The medical establishment needs to play a role in this dynamic. Physicians and their staff must be aware of the toll that care giving has on the patient's loved ones. Questions to the caregiver about their health and advice for them should be a part of every visit. Social services involving social worker visits, home health care nursing and numerous other programs should be discussed with the patient and caregiver frequently. Sooner rather than later, advance directives need to be written and understood about what the desires are should the illness advance to late stages. Assisted living and the role of hospice in care should be discussed and planned early rather than later when it can sometimes become too late for all. It should be the role of the physician and other family members to discuss all this, but often it does not happen as early as it could. It is vital for the caregiver never to feel trapped, alone and without options.

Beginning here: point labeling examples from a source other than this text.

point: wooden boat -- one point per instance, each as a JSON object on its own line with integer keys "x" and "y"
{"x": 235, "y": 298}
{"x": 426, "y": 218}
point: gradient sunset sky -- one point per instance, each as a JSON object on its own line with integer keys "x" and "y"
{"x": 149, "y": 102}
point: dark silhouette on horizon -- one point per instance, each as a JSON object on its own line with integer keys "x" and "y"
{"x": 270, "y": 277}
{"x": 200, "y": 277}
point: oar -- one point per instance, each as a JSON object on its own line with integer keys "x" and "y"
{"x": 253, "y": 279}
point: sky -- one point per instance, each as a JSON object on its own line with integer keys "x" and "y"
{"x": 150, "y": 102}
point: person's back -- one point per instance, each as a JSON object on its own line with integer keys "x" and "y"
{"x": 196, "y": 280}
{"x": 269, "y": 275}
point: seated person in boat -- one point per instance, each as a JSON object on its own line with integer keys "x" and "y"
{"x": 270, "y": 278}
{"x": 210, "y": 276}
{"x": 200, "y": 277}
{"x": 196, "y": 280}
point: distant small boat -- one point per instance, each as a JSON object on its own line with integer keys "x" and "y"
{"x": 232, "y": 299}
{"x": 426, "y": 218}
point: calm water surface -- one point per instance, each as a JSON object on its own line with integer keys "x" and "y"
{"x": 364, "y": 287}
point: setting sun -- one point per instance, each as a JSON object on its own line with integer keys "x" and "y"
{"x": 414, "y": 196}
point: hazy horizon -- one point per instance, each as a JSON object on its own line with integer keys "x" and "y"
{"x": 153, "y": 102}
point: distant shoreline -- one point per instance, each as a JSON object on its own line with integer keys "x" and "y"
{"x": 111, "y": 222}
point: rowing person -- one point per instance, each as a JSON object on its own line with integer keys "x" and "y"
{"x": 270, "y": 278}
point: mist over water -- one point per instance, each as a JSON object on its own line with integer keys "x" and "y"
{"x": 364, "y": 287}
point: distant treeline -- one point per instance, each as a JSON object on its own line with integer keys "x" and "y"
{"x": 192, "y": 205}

It is estimated that over 40 million Americans are providing the primary home care for a loved one who is dependent on that care daily. This unpaid, stressful work must be acknowledged and a plan devised to assist the caregiver so that person can continue in the role without suffering life altering and shortening health and happiness. Care giving can be rewarding and a loving, noble use of one's time, but the only way this is so is for the burden to be shared and lightened.